Why the right benefits are integral to retaining talent

By Rob Whalen - After a chaotic few years for HR professionals – from the “Great Resignation” to drastic shifts in employee demands and expectations – things appear to be stabilizing as we enter 2024. Read Full Article…

VBA Article Summary

  1. Challenging Complacency in HR Strategies: Despite apparent improvements in economic indicators like decreasing quit rates and stabilized pay increases, HR professionals are cautioned against becoming complacent. The reality is that employees are still grappling with financial and mental stress, exhibiting low engagement levels, and contributing to ongoing retention challenges for companies. As January, a month notorious for high turnover rates, approaches, HR teams are urged to scrutinize their retention strategies, particularly their benefits packages. The modern workforce demands personalized benefits that acknowledge and address their unique needs and aspirations, moving away from traditional, inflexible benefits structures.

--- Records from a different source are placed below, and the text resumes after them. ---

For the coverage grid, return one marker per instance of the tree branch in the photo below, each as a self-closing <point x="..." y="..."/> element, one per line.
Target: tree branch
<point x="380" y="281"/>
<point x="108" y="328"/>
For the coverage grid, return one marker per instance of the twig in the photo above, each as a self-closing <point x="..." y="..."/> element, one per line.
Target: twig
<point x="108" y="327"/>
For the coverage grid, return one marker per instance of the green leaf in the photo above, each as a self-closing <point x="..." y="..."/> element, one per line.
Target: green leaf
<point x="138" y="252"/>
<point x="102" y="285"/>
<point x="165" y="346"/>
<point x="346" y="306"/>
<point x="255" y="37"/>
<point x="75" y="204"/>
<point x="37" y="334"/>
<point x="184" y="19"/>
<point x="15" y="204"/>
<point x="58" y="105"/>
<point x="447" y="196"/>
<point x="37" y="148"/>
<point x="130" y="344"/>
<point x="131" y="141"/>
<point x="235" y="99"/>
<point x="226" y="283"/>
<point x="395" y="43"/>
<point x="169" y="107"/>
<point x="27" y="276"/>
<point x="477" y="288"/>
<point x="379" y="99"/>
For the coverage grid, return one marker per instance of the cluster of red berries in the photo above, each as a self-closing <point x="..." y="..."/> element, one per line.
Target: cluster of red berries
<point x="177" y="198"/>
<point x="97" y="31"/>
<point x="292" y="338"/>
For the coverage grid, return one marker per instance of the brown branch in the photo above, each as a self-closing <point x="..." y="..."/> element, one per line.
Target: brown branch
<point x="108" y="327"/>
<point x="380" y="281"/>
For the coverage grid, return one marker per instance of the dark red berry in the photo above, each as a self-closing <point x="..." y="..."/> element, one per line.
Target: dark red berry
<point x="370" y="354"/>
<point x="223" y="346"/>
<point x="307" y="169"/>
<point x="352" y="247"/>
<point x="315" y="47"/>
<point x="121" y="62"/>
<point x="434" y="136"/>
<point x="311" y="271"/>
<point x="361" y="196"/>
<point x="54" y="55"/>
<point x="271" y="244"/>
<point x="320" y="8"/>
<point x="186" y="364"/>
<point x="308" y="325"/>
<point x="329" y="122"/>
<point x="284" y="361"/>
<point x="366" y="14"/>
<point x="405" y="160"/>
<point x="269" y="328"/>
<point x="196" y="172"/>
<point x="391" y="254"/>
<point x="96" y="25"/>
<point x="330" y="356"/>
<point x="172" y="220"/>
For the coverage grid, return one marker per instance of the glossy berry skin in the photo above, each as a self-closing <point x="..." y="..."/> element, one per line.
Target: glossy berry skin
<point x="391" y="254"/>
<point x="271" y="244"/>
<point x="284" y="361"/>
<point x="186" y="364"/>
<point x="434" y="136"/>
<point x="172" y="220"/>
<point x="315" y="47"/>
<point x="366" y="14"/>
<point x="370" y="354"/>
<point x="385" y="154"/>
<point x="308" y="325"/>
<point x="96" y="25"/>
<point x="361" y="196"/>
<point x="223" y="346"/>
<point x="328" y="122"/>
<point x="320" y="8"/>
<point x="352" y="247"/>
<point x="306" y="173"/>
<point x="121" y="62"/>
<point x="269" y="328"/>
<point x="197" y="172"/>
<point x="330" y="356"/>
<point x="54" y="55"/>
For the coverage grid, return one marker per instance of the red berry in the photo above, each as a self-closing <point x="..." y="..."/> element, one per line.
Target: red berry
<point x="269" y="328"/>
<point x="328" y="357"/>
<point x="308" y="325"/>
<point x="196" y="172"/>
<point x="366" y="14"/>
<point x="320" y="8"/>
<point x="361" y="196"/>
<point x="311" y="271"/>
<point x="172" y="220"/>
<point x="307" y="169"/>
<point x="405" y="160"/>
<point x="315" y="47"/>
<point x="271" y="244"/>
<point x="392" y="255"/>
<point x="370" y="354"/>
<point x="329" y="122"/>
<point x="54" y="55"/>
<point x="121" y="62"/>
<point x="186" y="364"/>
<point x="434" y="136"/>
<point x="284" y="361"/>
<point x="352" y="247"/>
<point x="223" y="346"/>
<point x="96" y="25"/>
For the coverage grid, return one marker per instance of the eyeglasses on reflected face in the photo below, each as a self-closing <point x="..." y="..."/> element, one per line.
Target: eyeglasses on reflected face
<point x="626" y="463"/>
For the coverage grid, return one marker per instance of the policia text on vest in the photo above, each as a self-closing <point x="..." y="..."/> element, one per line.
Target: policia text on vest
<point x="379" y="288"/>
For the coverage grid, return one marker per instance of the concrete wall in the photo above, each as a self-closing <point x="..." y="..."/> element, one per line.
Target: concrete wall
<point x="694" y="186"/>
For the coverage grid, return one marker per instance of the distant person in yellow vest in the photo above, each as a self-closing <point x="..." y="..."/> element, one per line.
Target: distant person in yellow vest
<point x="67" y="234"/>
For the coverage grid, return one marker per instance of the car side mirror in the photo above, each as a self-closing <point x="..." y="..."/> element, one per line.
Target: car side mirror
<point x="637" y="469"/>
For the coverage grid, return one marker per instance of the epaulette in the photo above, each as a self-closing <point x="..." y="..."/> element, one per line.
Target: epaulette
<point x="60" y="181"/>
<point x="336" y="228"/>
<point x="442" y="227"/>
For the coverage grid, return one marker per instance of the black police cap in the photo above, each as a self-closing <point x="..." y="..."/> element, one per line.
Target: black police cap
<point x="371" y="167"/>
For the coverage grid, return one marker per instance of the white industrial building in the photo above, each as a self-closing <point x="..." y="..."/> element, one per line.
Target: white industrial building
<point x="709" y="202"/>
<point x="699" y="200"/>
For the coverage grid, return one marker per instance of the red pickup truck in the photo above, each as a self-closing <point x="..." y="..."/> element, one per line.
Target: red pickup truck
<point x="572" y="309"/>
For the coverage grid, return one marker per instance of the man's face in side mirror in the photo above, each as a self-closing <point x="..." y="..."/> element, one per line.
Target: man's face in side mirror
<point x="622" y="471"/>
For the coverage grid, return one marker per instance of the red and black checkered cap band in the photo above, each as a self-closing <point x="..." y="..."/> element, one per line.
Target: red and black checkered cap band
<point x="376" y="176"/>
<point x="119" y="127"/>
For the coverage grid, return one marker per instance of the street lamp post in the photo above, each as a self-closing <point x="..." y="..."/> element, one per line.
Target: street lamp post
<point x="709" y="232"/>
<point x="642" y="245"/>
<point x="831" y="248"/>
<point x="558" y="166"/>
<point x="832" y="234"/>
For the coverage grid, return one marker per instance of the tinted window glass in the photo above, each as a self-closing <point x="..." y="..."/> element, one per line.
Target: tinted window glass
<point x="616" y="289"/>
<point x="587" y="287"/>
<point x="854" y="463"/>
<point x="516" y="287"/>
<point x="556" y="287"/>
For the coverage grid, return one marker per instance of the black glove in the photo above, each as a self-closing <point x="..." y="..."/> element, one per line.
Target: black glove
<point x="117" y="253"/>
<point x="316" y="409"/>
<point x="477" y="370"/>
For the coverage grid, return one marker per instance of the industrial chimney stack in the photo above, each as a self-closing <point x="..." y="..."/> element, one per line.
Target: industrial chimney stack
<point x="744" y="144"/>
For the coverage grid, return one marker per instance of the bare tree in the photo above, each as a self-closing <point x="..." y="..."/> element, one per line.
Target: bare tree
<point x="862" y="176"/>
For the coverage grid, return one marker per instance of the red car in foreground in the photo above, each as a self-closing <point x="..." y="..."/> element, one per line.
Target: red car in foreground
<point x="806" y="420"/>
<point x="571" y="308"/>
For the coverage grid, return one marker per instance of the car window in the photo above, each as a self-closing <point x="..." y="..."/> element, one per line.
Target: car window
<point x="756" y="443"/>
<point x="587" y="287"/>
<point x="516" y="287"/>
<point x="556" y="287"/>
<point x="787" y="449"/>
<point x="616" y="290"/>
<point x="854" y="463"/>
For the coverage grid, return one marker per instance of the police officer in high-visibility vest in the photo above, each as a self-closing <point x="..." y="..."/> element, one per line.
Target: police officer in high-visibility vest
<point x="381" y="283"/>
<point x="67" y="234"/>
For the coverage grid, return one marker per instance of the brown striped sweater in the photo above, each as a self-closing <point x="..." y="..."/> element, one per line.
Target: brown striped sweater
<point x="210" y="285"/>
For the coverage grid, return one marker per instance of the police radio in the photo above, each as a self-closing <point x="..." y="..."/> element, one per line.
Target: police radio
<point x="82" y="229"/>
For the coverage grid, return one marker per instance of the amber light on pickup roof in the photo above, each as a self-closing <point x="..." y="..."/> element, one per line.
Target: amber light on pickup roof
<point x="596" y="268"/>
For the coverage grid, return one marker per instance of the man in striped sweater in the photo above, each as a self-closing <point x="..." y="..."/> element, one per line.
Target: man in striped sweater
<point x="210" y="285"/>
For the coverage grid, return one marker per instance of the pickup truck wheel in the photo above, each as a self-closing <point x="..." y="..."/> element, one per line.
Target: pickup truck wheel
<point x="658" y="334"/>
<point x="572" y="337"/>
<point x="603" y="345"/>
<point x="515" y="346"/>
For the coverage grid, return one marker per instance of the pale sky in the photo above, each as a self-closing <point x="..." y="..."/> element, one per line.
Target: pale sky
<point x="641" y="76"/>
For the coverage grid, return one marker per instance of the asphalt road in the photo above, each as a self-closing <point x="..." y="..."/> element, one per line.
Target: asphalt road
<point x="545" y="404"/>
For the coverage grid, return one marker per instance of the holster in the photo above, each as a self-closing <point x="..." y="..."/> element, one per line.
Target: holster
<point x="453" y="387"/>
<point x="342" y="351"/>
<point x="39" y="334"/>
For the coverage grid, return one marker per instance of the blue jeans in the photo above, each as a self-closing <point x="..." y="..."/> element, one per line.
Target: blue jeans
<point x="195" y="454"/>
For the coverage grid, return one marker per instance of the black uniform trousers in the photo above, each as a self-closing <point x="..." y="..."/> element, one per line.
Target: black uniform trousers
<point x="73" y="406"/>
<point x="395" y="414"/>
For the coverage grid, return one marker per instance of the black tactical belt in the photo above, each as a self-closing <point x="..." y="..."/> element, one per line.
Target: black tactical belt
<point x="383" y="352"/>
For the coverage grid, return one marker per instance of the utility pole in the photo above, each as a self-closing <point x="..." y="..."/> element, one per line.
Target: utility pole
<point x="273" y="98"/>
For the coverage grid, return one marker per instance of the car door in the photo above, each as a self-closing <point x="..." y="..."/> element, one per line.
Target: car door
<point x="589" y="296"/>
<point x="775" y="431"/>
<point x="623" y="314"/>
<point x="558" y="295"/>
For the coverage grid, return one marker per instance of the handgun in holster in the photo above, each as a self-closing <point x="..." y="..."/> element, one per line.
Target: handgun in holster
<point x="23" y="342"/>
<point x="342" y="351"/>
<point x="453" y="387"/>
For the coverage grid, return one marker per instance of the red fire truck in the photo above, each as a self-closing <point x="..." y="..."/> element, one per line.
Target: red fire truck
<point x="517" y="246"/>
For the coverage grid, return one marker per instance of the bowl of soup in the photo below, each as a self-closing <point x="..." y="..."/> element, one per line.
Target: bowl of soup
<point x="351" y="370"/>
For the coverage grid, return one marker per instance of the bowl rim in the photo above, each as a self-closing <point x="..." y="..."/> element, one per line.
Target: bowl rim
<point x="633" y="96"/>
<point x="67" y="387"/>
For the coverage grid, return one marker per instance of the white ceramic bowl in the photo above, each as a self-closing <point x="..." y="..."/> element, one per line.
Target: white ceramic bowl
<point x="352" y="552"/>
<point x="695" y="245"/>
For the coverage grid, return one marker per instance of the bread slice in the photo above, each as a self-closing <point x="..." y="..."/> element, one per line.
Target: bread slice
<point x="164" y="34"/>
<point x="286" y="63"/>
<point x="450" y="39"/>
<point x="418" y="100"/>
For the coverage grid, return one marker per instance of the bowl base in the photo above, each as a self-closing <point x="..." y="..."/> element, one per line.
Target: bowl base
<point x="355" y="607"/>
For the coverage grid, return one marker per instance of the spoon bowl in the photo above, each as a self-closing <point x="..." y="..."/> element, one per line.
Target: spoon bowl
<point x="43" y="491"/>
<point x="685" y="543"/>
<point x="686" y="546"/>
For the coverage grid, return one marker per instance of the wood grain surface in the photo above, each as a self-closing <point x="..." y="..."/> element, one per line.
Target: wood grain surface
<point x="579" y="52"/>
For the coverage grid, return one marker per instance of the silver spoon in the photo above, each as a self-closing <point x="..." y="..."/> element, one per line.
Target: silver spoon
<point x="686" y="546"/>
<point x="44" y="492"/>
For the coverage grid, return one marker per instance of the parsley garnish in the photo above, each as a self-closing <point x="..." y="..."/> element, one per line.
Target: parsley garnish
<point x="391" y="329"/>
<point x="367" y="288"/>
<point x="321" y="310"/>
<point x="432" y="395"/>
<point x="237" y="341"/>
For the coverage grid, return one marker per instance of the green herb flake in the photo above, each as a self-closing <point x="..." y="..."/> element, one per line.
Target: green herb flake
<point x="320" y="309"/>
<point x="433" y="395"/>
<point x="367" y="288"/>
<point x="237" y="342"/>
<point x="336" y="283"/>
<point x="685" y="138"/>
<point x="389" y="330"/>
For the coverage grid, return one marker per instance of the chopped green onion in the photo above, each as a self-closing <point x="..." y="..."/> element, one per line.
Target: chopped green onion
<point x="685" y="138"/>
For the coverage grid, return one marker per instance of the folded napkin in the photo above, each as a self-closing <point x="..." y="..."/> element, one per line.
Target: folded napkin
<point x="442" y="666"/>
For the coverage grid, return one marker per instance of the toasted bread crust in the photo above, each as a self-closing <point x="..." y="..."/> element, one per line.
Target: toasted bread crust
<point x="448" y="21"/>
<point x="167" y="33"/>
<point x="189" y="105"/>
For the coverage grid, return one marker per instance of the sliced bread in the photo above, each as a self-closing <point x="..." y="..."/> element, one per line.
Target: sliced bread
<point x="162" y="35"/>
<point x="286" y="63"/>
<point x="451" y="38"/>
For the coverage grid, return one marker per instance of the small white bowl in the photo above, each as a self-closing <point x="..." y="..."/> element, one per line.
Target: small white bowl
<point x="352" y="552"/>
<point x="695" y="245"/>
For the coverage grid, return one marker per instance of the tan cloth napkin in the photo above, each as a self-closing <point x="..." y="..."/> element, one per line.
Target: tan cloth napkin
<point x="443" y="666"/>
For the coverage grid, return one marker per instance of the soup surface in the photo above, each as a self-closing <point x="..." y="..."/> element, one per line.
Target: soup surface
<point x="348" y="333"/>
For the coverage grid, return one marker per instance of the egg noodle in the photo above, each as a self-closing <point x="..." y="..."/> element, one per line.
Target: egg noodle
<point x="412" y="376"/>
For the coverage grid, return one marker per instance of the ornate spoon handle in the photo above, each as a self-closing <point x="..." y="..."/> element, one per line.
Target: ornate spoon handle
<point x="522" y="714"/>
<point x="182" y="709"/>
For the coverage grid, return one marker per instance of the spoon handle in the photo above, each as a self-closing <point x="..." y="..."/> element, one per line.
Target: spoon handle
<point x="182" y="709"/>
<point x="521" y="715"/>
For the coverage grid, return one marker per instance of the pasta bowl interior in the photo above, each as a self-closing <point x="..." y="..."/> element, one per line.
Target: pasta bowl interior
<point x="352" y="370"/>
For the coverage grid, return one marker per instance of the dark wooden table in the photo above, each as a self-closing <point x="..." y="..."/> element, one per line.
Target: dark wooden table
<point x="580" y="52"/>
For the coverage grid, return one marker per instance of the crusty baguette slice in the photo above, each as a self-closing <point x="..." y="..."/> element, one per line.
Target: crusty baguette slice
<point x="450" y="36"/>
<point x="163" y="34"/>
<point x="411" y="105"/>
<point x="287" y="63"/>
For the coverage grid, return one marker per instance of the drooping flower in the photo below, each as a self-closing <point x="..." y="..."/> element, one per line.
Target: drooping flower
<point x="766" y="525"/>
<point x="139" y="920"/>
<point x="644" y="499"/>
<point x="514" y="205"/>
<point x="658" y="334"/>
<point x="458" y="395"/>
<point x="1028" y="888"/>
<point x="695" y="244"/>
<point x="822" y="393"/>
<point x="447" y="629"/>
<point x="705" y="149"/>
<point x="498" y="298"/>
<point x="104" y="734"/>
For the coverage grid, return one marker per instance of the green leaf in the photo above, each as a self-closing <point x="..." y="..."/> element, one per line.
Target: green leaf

  2. The High Cost of Turnover: The phenomenon of the "Great Resignation" highlighted the severe impact of turnover on organizations, with record numbers of employees quitting in recent years. Turnover extends beyond the direct financial costs of replacing an employee, which can amount to twice the employee's salary. It also manifests in decreased productivity, eroded morale, and diminished profitability. Companies find themselves paying a premium to attract new talent, all while battling the phenomenon of "quiet quitting," where employees psychologically disengage from their work. To combat these trends, HR teams must delve into the root causes of turnover and cultivate a deep understanding of their workforce's needs and drivers of job satisfaction.

  3. Personalized Benefits as a Retention Strategy: With a significant proportion of organizations concerned about retention, it is imperative to address this issue through targeted actions. HR teams should focus on offering personalized, flexible benefits that resonate with individual employee needs, such as convertible PTO options that allow employees to align unused vacation time with their specific life goals. Such innovative benefits strategies not only address underutilization issues but also demonstrate a commitment to treating employees as individuals with unique needs and aspirations. By aligning benefits with the personal and professional goals of employees, companies can significantly enhance their retention rates and foster a more committed and engaged workforce.